Gamelan Jawa sendiri memiliki dua jenis yaitu Gamelan Salendro dan Gamelan Pelog.
Gamelan salendro biasa digunakan untuk mengiringi pertunjukan wayang, tari, kliningan, jaipongan
dan lain-lain. Sedangkan Gamelan pelog fungsinya hampir sama dengan gamelan salendro, hanya
kurang begitu berkembang dan kurang akrab di masyarakat dan jarang dimiliki oleh grup-grup
kesenian di masyarakat.

Alat musik khas daerah berikutnya adalah Jula-Juli. Jula-Juli adalah salah satu gendhing khas
dari Jawa Timur, dan sangat lazim digunakan untuk mengiringi Ludruk dan Tari Remo. Sedangkan
bentuk kesenian seni musik yang berupa lagu-lagu daerah dari Jawa antara lain: Bapak Pucung,
Cublak-Cublak Suweng, Gambang Suling, Gai Bintang, Gek Kepriye, Gundul-Gundul Pacul, Lir-ilir,
Jamuran, Kembang Malathe, Karapan Sape.[16]

F. Sistem Religi di Masyarakat Jawa

Ciri masyarakat Jawa yang lain adalah berketuhanan, bahkan sejak masa prasejarah.
Kepercayaan yang dianutnya adalah kepercayaan animisme, yaitu suatu kepercayaan tentang
adanya roh atau jiwa pada benda-benda, tumbuhan-tumbuhan, dan juga pada manusia sendiri.
Kepercayaan seperti itu adalah agama mereka yang pertama. Semua benda yang bergerak diangap
hidup dan memiliki roh, baik itu roh berwatak baik atau jahat.

Suku-suku bangsa Indonesia dan khususnya suku Jawa sebelum kedatangan pengaruh
Hinduisme telah hidup teratur dengan religi animisme-dinamisme sebagai akar spiritualitasnya, dan
hukum adat sebagai pranata kehidupan sosial mereka. Adanya warisan hukum adat menunjukkan
bahwa nenek moyang suku bangsa Indonesia asli telah hidup dalam persekutuan-persekutuan desa
yang teratur dan mungkin di bawah pemerintahan atau kepala adat desa, walaupun masih dalam
bentuk yang cukup sederhana. Religi animisme-dinamisme yang merupakan akar budaya asli
Indonesia dan khususnya dalam masyarakat Jawa cukup mengakar dalam sehingga punya
kemampuan yang kenyal (elastis).
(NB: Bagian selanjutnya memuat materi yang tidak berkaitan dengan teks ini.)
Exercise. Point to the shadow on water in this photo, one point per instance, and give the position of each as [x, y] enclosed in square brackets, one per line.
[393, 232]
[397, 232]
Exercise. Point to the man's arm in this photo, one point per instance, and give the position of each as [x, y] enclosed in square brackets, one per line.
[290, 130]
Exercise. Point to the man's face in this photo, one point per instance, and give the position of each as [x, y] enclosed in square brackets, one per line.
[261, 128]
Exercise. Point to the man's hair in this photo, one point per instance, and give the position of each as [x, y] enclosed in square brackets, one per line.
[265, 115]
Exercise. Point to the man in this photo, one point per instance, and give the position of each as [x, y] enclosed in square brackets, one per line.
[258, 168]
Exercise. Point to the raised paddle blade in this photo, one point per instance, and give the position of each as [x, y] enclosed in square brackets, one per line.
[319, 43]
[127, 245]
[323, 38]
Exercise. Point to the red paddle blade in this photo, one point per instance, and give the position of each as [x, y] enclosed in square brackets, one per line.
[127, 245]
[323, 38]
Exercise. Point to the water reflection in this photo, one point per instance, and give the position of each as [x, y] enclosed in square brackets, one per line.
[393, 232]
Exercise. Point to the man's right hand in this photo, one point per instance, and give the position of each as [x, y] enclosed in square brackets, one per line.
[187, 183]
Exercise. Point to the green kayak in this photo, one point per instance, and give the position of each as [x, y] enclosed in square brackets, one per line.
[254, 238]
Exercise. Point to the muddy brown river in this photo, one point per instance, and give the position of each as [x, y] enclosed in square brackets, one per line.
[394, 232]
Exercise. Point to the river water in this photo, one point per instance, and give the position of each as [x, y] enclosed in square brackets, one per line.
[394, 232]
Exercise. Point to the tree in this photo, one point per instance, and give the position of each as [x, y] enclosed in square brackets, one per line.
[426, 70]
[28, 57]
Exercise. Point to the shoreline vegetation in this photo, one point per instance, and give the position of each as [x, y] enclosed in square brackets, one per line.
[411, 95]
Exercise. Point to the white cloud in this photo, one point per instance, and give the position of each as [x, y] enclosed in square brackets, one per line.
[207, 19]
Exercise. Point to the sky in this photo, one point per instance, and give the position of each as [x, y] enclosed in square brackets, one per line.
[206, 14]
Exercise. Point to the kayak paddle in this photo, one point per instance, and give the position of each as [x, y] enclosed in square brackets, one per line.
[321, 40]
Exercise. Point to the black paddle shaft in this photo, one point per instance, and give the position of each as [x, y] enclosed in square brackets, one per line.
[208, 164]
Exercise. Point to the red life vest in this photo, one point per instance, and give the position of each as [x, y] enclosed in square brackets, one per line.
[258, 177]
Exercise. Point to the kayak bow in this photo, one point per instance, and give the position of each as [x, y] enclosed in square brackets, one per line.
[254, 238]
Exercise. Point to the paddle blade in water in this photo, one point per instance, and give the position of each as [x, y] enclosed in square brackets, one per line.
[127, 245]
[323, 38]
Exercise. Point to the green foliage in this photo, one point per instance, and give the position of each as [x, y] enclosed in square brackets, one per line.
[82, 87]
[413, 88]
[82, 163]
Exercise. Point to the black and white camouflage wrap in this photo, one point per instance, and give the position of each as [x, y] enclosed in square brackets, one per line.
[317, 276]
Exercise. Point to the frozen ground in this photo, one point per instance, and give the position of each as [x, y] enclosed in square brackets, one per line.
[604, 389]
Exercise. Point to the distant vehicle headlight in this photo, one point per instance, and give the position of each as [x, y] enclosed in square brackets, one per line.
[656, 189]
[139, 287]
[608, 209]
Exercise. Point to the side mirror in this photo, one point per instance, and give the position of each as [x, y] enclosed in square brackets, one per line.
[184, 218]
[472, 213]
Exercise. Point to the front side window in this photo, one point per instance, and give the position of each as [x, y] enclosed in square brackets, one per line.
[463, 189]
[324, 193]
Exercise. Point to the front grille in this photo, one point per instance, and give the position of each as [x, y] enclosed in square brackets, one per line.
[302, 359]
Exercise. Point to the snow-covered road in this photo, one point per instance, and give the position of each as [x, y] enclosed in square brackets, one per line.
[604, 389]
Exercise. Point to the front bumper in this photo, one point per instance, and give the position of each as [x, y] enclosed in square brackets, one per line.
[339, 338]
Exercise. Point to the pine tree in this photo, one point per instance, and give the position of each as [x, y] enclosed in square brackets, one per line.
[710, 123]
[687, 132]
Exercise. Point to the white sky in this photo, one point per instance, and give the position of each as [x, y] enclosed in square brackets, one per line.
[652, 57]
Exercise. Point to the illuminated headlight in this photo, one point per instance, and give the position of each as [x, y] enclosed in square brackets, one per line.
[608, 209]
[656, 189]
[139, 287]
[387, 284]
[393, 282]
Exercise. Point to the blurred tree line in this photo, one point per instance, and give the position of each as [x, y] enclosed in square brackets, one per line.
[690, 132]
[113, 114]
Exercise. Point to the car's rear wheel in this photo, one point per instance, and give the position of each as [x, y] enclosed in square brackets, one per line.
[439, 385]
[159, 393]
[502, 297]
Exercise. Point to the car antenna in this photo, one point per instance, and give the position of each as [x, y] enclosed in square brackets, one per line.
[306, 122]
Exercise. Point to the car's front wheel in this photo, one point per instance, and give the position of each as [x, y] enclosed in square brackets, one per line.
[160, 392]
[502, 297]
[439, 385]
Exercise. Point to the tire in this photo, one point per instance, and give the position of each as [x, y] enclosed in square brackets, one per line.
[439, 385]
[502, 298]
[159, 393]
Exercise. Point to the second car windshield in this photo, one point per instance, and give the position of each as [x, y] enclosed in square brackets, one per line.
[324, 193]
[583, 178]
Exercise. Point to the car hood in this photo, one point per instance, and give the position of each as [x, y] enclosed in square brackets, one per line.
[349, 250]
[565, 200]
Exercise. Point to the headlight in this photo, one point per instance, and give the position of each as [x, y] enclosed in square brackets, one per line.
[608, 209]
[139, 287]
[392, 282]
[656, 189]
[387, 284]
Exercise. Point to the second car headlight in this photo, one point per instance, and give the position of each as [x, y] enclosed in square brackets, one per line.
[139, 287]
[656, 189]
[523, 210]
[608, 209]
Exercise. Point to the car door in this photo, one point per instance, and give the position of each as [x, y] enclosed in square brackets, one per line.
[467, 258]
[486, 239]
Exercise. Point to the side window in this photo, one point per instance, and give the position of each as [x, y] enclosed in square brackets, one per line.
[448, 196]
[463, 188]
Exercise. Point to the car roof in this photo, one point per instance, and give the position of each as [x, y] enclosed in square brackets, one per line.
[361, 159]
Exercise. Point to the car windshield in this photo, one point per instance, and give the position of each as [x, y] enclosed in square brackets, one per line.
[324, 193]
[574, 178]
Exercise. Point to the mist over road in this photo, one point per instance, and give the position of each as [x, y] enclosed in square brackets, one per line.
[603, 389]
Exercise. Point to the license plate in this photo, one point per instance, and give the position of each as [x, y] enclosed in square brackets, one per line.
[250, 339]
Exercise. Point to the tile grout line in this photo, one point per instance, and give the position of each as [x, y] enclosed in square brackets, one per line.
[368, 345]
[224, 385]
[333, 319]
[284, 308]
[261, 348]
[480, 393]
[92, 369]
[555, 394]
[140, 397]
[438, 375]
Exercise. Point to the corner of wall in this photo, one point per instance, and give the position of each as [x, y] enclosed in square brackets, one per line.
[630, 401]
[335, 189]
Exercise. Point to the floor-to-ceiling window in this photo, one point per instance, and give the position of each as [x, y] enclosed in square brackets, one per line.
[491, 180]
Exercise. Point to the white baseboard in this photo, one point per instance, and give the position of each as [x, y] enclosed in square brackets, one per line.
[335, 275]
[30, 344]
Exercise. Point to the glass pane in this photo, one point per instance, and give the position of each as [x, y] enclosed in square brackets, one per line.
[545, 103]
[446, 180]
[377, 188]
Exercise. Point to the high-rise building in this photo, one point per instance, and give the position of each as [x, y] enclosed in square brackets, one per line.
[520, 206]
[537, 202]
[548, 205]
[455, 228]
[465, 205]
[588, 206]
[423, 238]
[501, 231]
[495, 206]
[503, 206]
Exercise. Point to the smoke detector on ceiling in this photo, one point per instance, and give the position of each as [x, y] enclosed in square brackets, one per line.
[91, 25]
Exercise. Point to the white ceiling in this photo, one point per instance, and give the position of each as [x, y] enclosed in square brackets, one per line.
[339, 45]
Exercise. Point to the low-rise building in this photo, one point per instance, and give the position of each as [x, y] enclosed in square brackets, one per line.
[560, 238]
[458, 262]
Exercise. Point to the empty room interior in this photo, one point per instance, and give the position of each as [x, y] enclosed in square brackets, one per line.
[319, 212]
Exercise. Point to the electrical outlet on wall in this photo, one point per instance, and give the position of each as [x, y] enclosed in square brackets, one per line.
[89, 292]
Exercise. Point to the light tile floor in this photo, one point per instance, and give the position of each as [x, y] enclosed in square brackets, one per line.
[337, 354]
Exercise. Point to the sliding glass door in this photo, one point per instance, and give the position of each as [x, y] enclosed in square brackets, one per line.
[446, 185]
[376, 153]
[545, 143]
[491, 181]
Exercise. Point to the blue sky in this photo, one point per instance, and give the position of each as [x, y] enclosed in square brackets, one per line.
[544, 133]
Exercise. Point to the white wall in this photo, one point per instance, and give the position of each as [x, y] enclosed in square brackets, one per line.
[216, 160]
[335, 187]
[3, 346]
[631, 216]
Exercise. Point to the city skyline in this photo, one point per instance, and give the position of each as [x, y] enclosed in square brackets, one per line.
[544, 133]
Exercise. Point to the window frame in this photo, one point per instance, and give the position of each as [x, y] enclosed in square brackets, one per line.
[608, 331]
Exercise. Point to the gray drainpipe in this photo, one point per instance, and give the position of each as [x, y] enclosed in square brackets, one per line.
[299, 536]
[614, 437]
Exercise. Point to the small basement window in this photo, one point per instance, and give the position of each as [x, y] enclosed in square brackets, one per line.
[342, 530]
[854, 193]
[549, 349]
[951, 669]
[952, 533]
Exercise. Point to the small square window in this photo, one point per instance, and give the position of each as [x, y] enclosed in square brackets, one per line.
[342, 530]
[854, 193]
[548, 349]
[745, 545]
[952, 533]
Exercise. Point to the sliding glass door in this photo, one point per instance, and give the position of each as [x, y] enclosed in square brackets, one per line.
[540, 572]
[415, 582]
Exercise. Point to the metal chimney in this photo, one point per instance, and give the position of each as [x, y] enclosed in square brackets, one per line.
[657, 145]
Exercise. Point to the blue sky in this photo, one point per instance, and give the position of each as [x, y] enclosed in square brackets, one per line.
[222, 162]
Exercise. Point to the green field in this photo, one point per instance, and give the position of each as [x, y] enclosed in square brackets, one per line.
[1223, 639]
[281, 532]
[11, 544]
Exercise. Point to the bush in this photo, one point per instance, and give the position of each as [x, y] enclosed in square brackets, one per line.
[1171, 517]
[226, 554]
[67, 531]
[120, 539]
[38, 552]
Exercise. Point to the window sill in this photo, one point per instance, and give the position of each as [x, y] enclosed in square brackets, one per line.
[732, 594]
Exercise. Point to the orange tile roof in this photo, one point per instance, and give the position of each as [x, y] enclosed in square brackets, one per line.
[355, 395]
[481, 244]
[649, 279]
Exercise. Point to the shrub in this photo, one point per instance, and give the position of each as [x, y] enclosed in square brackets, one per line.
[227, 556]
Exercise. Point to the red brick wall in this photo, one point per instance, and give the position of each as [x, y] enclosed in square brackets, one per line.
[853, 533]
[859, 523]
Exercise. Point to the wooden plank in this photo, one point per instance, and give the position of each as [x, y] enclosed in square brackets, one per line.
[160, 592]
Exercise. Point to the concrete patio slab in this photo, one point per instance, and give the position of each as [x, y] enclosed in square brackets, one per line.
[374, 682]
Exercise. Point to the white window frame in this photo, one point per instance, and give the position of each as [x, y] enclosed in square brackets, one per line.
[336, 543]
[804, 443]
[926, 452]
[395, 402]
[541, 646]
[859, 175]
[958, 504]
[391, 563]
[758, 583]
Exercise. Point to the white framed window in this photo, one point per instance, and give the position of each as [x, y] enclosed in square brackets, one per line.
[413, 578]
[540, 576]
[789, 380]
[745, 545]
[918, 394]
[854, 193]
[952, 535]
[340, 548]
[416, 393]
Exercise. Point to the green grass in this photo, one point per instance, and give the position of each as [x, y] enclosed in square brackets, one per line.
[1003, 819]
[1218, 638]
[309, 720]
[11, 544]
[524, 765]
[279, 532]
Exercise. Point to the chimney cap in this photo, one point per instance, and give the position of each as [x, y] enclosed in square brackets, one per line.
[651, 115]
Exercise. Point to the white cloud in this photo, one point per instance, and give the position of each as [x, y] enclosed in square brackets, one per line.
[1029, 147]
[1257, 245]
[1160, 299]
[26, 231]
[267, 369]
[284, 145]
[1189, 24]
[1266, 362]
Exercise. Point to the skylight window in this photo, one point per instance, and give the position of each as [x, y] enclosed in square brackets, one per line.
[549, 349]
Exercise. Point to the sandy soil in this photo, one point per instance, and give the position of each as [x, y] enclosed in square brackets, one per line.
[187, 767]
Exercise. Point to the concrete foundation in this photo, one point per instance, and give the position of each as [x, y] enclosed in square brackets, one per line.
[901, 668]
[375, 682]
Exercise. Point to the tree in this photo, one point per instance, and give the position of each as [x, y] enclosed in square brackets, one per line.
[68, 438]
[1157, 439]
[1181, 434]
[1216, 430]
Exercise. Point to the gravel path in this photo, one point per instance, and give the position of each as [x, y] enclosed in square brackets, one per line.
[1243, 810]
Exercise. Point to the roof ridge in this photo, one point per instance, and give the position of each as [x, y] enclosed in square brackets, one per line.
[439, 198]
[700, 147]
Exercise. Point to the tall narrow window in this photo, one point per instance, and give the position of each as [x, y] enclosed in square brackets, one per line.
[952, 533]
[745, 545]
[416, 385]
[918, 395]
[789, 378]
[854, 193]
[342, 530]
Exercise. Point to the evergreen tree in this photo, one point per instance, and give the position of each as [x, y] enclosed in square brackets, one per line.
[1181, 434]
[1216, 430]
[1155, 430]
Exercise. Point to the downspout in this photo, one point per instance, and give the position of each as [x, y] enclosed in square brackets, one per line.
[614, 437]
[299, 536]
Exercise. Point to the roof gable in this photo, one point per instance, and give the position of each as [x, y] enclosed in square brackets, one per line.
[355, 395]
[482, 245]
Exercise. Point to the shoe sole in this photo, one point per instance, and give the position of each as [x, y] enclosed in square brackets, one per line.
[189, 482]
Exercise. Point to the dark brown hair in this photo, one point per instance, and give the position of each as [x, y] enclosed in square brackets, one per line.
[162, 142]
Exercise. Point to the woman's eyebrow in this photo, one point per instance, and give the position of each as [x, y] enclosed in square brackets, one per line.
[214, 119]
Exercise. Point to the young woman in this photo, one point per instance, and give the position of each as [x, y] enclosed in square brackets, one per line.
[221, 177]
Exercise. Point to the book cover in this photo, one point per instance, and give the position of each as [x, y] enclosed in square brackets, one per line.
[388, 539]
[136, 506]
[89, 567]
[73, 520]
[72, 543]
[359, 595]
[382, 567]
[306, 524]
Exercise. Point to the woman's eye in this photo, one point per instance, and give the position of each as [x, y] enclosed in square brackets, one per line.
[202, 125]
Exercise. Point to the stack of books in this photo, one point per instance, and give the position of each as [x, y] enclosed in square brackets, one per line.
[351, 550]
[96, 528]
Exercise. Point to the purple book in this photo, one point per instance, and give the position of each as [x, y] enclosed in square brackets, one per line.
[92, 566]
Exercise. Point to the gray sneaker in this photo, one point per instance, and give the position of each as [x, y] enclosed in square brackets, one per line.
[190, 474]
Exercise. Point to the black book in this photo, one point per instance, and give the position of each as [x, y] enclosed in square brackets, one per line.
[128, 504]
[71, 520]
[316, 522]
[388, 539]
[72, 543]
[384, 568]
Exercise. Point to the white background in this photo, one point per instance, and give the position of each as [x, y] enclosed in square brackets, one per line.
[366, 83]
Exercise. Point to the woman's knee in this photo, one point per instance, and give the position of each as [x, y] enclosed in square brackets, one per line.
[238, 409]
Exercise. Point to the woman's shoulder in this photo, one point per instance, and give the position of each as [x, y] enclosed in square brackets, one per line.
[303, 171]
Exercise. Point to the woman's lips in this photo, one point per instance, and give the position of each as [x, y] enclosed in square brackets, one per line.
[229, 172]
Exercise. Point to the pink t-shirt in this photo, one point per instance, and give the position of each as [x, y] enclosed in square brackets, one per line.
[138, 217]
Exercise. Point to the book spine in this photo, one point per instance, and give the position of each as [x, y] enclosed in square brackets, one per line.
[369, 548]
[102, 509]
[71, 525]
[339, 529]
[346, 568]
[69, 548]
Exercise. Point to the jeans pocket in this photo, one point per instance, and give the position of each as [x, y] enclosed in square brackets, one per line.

Dengan demikian, dapat bertahan walaupun mendapat pengaruh
dan berhadapan dengan kebudayaan-kebudayaan yang telah berkembang maju.

Dengan kepercayaan tersebut mereka beranggapan bahwa disamping semua roh yang ada,
terdapat roh yang paling berkuasa dan lebih kuat dari manusia. Dan, agar terhindar dari roh tersebut
mereka menyembahnya dengan jalan mengadakan upacara disertai dengan sesaji.

Pelaksanaan upacara dilakukan oleh masyarakat Jawa adalah agar keluarga mereka
terlindung dari roh yang jahat. Cara yang ditempuh untuk menghadirkan arwah nenek moyang
adalah dengan mengundang orang yang sakti dan ahli dalam bidang tersebut yang disebut
prewangan untuk memimpin acara. Sebagai kelengkapan upacara tersebut mereka menyiapkan
sesaji dan membakar kemenyan atau bau-bauan lainnya yang digemari oleh nenek moyang. Selain
itu mereka juga menyempurnakan upacara dengan bunyi-bunyian dan tari-tarian.

Seperti upacara kematian secara berurutan diadakan sebagai berikut:

1. Selametan surtanah atau geblak yang diadakan pada saat meninggalnya seseorang.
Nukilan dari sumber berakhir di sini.